Two weeks ago, I went to Berkeley to present a paper. It was a mere footnote in my dissertation but a digression that I felt needed to be made. For whatever reasons, the paper I delivered was not the paper I wanted to deliver. Afterwards, I had one of two reactions: 1. That sucked 2. Fascinating. I understood both. What I was presenting, was indeed fascinating, but I had little analysis to offer of those meanderings in the historical archives. I gotta say, though, the first reaction stung. It stung the most because it came from someone whose opinion I value. Therein lies the secret to any intellectual heart, gentle readers. All critiques are not created equal. Anyways, a bit shaken, I returned to Chicago. Only to face the second conference and one, in whose intellectual project, I was quite involved. So I wrote another paper [Yes, all this paper writing is being done while I should be doing nothing but churning out the diss. non-stop]. This time around, I thought the paper went nicely. Lots of very positive feedback as well as a solid feeling that I had _said_something. What was the difference? Was it was the home turf? I doubt it. Berkeley is like a second home front for me. I have presented there 3 times. And I am sure many more in the future. And the panel we had prepared for Berkeley was well envisioned. My guess is that I was too harried to do a good job. But, I wrote the second paper in about the same amount of time. A more realistic assessment would be that I tried to do too much at Berkeley.
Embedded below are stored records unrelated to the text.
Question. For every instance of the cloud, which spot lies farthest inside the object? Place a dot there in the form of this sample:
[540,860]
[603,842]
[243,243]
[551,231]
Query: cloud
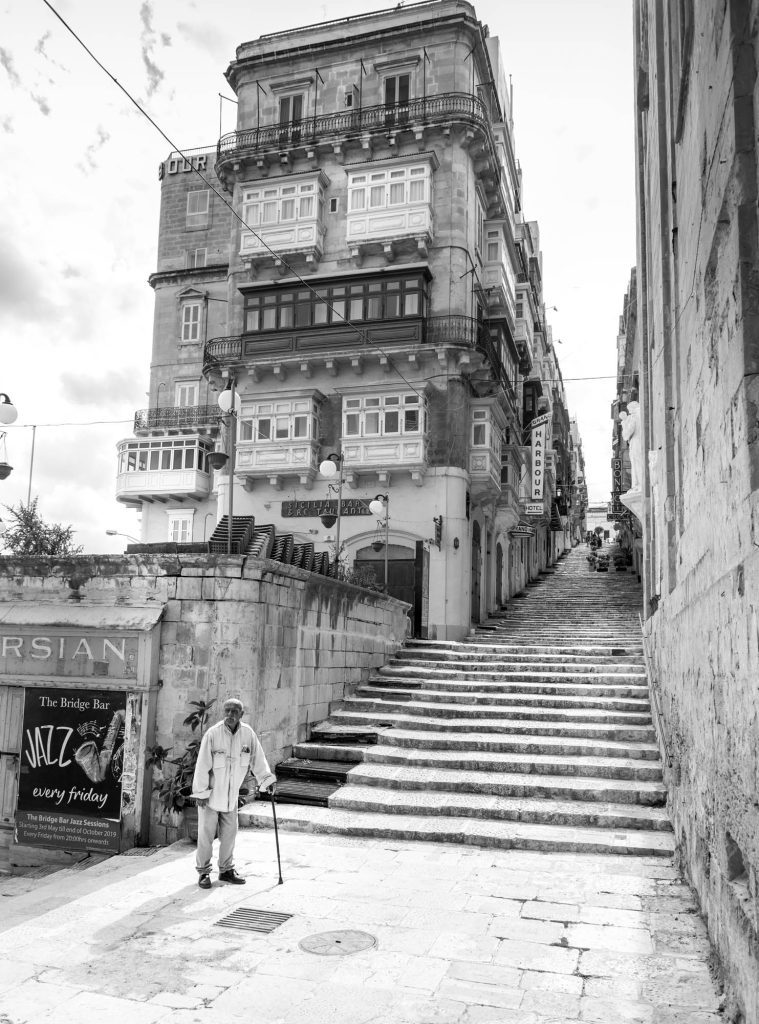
[6,60]
[93,147]
[42,103]
[20,295]
[148,39]
[207,37]
[115,386]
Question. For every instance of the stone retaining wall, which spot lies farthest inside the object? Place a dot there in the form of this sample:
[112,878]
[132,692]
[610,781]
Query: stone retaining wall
[287,642]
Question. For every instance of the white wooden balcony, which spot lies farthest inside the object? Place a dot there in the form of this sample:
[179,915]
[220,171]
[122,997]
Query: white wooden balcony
[386,455]
[389,229]
[302,237]
[135,486]
[275,462]
[500,292]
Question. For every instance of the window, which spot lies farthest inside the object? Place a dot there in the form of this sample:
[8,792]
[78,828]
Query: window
[383,416]
[493,252]
[388,188]
[198,207]
[180,526]
[397,91]
[154,455]
[293,420]
[196,258]
[291,109]
[191,322]
[480,424]
[377,299]
[282,204]
[185,394]
[291,116]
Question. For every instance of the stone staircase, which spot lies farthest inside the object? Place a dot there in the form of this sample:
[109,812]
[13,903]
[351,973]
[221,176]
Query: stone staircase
[534,733]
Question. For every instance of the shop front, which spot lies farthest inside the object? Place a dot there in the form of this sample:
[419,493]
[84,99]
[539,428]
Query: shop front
[78,691]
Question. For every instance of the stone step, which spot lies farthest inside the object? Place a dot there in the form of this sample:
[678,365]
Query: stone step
[474,805]
[537,666]
[589,690]
[411,706]
[514,657]
[505,783]
[511,761]
[471,832]
[588,730]
[575,745]
[523,675]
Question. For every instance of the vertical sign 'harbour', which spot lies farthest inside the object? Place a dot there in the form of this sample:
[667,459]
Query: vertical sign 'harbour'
[539,432]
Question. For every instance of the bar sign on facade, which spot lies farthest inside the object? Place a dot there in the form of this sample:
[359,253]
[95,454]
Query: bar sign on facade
[539,430]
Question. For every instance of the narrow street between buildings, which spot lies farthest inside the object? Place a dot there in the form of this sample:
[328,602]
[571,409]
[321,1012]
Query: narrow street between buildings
[534,734]
[548,895]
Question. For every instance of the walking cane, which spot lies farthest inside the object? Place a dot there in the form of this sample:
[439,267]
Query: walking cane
[277,835]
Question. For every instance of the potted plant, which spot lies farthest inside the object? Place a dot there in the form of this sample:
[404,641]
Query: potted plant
[174,786]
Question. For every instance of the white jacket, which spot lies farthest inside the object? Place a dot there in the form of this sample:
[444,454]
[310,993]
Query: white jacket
[224,761]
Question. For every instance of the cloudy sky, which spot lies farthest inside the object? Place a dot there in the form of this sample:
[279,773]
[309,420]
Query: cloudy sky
[79,218]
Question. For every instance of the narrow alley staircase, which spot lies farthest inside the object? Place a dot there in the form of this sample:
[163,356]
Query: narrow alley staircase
[534,733]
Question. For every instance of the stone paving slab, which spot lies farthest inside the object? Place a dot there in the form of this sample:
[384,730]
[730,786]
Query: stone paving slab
[463,935]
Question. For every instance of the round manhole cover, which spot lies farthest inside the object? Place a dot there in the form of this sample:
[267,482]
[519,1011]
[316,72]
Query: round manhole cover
[337,943]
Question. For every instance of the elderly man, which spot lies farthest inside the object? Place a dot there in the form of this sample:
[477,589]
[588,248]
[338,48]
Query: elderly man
[229,752]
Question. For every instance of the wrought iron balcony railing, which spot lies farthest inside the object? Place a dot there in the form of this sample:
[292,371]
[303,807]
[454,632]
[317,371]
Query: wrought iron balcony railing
[351,122]
[454,330]
[180,418]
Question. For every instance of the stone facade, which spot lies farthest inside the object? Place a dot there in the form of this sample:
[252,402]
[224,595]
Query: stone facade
[373,158]
[698,357]
[287,642]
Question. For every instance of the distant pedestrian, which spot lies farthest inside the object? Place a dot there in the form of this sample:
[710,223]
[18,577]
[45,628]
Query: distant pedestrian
[229,753]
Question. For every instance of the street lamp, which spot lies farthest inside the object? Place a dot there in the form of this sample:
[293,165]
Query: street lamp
[8,412]
[330,467]
[228,402]
[380,504]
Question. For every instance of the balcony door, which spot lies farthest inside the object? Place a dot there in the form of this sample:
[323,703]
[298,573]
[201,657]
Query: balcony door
[397,89]
[291,116]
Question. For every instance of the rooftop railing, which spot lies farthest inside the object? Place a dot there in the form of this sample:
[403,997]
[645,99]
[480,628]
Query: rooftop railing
[176,418]
[350,122]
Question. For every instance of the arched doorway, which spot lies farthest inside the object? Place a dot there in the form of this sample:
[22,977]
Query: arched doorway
[401,566]
[476,570]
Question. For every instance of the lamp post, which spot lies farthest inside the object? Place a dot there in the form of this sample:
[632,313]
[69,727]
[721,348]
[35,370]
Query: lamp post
[330,467]
[380,504]
[8,414]
[228,402]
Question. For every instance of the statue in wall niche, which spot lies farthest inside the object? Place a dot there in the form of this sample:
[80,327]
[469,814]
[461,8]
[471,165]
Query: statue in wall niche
[630,421]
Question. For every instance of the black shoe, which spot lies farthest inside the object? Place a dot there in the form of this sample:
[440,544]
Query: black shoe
[232,877]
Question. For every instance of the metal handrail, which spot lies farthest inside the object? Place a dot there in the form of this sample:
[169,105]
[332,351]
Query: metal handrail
[353,121]
[652,686]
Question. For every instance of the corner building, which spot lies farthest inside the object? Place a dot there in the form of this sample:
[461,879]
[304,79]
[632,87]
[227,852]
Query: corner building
[373,291]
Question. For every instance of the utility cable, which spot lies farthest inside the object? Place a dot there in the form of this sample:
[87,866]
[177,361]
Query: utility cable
[219,196]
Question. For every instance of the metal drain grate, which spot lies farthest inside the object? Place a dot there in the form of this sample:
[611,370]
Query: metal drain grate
[247,920]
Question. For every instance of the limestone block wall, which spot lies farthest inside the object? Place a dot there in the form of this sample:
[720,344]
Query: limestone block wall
[697,95]
[287,642]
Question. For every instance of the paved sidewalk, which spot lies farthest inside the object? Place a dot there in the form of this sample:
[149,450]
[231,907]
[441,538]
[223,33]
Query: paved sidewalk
[463,936]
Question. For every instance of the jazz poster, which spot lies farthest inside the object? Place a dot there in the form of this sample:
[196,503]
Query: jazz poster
[71,765]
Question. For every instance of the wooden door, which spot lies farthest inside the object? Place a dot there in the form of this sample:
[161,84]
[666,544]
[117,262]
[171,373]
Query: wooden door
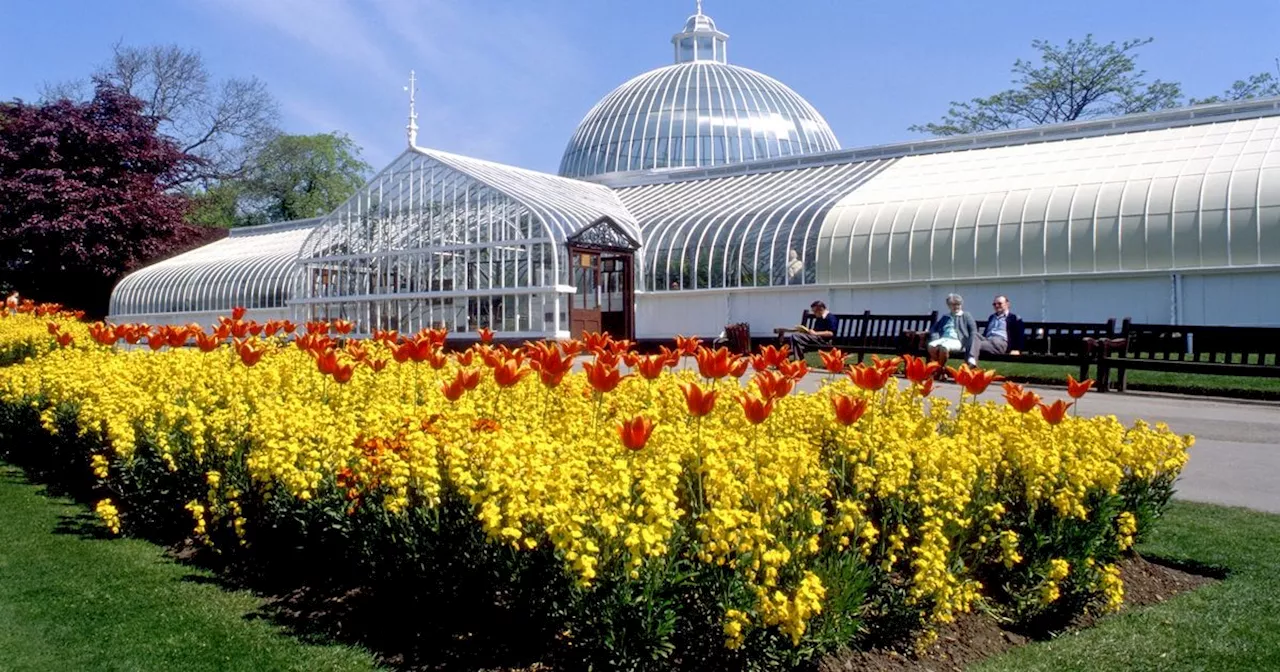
[584,310]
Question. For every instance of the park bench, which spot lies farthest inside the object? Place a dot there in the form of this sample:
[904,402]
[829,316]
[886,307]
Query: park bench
[1059,343]
[1054,343]
[873,334]
[1240,351]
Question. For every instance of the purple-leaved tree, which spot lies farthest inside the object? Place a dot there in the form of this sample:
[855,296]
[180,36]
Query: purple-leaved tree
[85,197]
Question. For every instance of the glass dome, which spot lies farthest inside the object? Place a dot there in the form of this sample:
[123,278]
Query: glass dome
[699,112]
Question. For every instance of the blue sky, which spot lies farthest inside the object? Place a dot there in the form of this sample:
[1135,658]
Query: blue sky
[510,80]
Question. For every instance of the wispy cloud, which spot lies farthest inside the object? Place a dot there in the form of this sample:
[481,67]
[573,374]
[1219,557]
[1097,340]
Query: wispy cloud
[487,76]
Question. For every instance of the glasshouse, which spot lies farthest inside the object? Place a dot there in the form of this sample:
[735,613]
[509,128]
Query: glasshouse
[704,193]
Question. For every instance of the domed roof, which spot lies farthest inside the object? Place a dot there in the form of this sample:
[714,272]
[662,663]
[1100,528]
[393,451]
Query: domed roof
[699,112]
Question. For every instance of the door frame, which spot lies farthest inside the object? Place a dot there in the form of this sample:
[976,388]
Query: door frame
[606,238]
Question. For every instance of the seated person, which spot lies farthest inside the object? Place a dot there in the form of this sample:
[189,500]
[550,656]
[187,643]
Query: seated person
[954,333]
[809,338]
[1004,332]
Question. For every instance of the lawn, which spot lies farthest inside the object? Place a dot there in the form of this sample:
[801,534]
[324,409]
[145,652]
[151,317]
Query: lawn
[1233,625]
[72,599]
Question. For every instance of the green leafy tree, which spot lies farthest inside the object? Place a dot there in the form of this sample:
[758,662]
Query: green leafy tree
[1258,86]
[298,177]
[1082,80]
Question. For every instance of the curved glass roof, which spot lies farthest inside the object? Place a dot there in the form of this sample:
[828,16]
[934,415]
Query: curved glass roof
[254,266]
[699,112]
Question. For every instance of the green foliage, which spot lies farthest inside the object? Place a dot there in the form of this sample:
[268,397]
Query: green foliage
[298,177]
[72,599]
[1074,81]
[1258,86]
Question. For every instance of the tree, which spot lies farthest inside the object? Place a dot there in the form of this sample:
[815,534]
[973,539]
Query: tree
[1258,86]
[1082,80]
[222,123]
[298,177]
[83,197]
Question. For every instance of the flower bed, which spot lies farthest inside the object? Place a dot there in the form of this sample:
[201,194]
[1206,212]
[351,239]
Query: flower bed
[668,516]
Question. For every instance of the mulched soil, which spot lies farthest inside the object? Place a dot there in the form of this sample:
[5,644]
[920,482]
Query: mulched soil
[976,636]
[970,639]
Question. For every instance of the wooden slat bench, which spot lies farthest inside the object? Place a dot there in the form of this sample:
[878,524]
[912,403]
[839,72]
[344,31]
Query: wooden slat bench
[1054,343]
[873,334]
[1057,343]
[1242,351]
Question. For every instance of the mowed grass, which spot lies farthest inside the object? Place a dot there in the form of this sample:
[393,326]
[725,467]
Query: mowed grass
[72,599]
[1233,625]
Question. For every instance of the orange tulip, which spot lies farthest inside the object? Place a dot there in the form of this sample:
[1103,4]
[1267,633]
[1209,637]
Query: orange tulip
[713,364]
[156,339]
[508,373]
[552,368]
[794,370]
[918,369]
[435,357]
[757,410]
[869,378]
[773,384]
[103,333]
[597,342]
[832,360]
[973,380]
[206,342]
[771,356]
[455,389]
[602,375]
[327,361]
[1020,398]
[686,346]
[926,388]
[652,366]
[343,371]
[635,432]
[250,353]
[848,410]
[1077,389]
[886,365]
[698,401]
[1056,412]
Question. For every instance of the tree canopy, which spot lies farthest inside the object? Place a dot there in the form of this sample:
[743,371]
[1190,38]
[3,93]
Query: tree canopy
[298,177]
[83,196]
[1080,80]
[224,123]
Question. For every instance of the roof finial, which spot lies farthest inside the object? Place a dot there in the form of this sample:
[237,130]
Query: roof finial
[412,112]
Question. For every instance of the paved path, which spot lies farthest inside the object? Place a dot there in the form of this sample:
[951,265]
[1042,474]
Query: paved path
[1237,455]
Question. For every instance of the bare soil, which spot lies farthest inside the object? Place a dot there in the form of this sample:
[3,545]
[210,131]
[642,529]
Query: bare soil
[977,636]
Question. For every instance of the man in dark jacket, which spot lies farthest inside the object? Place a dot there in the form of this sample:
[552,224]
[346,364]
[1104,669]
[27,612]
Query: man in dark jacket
[954,332]
[1004,332]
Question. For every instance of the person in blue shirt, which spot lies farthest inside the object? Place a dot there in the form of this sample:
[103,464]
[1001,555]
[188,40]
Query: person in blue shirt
[956,332]
[809,338]
[1002,334]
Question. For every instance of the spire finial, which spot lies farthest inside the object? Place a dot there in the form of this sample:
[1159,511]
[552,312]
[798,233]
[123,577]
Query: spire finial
[412,112]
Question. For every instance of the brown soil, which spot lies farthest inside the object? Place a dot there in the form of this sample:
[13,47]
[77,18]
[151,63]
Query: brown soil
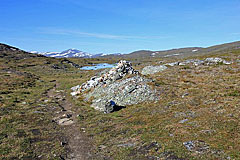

The conference at Chicago was perhaps the best conference I have ever attended and I have been to all the main conferences in Asian Studies, Middle East Studies and South Asia Studies. None could come close to the quality of engagement we managed in those two days in terms of critical and intellectual involvement with the papers [I am glad mano agrees]; it was all there. I don't know what we did right but we did it all right. David Ludden had a lot to do with it; Rajeev Kinra had a lot to do it. But, eventually, it was the quality of the papers. If this conference is any indication of the future of South Asian studies [and it should be because we had a wide swath of students from varied fields in South Asia], I can say with confidance that good things are coming. Which is about 180 degrees from the reaction I have at Madison every single time. Something was different about this conference. I have one more conference left this year. It is a festschrift for my advisor. Let's hope that one goes as well. After that one, I will write down all my thoughts on how to run/manage an academic conference and post it here.
And as for these papers, I think that meshed into one, they could be a journal article. Dissertate, O Sepoy!
Also, see pdcs on the conference. He speaks truth to this subaltern.
[...] Now that the Chicago South Asia Graduate Student conference (SAGSC) is over, it is time to revisit my earlier report on the Berkeley South Asia conference and add a few more thoughts. Look at another take on SAGSC by Sepoy. [...]
not 'for' the subaltern? how do i earn that privilege?
the path from cushy post-docs to tenured chairs is striven with the bones of the subalterns called 'graduate students'.
"Afterwards, I had one of two reactions: 1. That sucked 2. Fascinating. I understood both. What I was presenting, was indeed fascinating, but I had little analysis to offer of those meanderings in the historical archives." The way you phrased it, I thought that ONLY YOU had had these reactions, understandable. But it was even more interesting when I realized that these were actual reactions articulated by other people. I know I've had "eh" reactions to papers that didn't perform the standard analytical narrative, and I tend to feel bad about that later. There are lots of conventional (confrencial?) expectations that we have for papers that maybe should be shaken up a bit, no?
Always good to shake things up, yes. In fact, pdcs' post after Berkeley raises these same issue. I don't have a clear sense of how to change the conventions for conference papers but I think that we can learn more from our science colleagues here.
On the subject of conferences: How often do South Asian Studies/Middle Eastern Studies conferences have Islamic Theology sessions?
Yes, there are. Though, I'd guess more of such panels would be at the AAR. The MESA programs are online, if you are curious.